Après l’AGA, une discussion d’une trentaine de minutes a eu lieu sur les grands défis de la revitalisation du lac. Il en ressort que la « mobilisation » de tous est le principal enjeu.
Cela me permet de rappeler qu’avec quelques collaborateurs, dont mon collègue Jean Simard, Conseiller du district Portneuf, nous élaborons un « document de travail », réflexion ou mémoire, à propos de la protection, la valorisation et l’accessibilité des milieux naturels. Nous pensons que cette vision pourrait être un des éléments qui initiera une mobilisation. Nous présenterons ce document dans le cadre des consultations qui doivent mener à la révision du plan d’urbanisme.

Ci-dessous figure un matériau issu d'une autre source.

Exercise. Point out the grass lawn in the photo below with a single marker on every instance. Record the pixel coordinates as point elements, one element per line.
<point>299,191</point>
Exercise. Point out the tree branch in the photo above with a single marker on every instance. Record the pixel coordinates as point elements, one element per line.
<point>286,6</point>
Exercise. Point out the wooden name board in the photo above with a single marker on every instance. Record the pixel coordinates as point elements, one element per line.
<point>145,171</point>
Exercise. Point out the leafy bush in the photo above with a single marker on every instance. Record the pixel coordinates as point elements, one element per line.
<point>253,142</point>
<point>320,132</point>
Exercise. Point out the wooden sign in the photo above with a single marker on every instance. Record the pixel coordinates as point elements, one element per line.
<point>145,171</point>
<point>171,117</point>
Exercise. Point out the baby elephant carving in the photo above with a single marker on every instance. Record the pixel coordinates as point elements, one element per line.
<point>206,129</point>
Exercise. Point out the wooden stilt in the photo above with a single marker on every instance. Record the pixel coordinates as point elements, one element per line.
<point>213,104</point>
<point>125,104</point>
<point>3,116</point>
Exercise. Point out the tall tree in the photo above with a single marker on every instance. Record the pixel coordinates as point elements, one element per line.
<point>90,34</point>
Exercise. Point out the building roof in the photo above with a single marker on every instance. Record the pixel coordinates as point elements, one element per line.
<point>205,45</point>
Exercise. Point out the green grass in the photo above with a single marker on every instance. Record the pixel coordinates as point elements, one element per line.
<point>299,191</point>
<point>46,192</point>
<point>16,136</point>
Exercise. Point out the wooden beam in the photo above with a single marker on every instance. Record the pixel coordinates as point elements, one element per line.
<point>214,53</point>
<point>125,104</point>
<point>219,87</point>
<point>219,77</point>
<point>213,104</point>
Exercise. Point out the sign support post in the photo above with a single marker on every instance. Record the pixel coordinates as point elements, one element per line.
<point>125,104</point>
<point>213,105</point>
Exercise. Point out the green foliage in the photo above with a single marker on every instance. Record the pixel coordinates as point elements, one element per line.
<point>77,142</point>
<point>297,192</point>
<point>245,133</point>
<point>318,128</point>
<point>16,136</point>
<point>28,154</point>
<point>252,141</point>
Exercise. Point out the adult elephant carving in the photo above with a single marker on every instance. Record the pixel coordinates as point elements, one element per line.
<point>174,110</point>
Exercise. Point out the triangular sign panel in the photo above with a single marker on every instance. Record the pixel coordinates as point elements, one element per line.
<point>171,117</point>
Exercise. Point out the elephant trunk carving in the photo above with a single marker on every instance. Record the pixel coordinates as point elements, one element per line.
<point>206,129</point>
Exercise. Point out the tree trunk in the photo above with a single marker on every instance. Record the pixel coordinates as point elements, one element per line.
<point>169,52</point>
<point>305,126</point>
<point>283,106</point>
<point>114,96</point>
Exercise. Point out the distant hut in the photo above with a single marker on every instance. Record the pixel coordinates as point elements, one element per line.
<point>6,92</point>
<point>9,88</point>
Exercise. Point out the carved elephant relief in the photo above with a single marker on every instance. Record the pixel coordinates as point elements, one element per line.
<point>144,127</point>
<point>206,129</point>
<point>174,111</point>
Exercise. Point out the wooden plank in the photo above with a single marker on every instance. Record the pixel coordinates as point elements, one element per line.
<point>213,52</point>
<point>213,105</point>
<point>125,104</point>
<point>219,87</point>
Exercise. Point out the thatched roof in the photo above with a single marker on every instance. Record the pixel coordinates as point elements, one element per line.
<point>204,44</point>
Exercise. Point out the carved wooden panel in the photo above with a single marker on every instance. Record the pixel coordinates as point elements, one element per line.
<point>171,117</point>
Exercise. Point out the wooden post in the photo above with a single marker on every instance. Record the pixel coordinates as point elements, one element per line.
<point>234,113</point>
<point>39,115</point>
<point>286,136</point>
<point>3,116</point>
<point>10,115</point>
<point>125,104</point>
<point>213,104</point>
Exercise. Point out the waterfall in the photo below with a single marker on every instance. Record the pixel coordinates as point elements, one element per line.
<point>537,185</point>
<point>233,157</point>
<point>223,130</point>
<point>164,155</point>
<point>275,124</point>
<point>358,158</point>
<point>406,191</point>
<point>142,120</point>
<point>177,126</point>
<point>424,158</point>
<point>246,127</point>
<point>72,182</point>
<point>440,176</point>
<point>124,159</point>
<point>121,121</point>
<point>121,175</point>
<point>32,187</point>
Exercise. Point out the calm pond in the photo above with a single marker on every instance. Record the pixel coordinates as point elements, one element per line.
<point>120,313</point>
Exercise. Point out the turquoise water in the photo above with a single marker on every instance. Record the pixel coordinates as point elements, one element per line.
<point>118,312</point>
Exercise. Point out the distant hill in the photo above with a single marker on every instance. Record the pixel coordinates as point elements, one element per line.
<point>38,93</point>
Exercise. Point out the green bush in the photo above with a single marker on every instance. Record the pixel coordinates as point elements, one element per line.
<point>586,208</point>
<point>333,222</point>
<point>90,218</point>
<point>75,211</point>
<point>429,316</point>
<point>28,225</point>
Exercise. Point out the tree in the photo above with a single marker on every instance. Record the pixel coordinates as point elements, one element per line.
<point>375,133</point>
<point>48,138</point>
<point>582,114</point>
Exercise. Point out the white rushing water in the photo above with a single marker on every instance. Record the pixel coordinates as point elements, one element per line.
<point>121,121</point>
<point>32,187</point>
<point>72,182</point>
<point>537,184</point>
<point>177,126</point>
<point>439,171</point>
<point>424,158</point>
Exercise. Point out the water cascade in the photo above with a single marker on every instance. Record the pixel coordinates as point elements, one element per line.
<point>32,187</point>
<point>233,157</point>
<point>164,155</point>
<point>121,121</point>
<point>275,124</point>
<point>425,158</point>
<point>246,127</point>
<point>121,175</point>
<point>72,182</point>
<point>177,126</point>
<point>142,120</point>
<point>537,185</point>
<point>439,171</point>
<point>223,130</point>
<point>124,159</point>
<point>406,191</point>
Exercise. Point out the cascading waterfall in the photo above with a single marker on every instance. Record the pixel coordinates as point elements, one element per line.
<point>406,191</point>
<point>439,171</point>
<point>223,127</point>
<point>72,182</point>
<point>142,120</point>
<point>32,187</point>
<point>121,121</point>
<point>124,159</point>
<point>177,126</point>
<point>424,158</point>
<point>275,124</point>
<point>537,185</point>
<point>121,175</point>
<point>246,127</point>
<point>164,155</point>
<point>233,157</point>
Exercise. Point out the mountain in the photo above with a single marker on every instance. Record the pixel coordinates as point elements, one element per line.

Visionnez à nouveau cet épisode de la série EAUtrement à propos des enjeux du Lac Saint-Augustin.
EAUtrement est une série documentaire produite par la télévision locale CCAP.tv. Elle a pour but de sensibiliser la population aux enjeux de protection des cours d’eau et la deuxième saison couvre la totalité du territoire de la communauté métropolitaine de Québec (CMQ), dont Saint-Augustin-de-Desmaures.
Le deuxième épisode est entièrement consacré au Lac Saint-Augustin.
Synopsis:
«L’eau est une ressource dont nous jouissons quotidiennement et qui nous semble pratiquement infinie. Ainsi, sa protection n’est souvent pas une priorité. Les perceptions quant à sa vulnérabilité varient beaucoup entre les citoyens, les organismes et les institutions. Au-delà des solutions miracles et des approximations, la réalité observée sur le terrain exige une meilleure sensibilisation de tout un chacun.»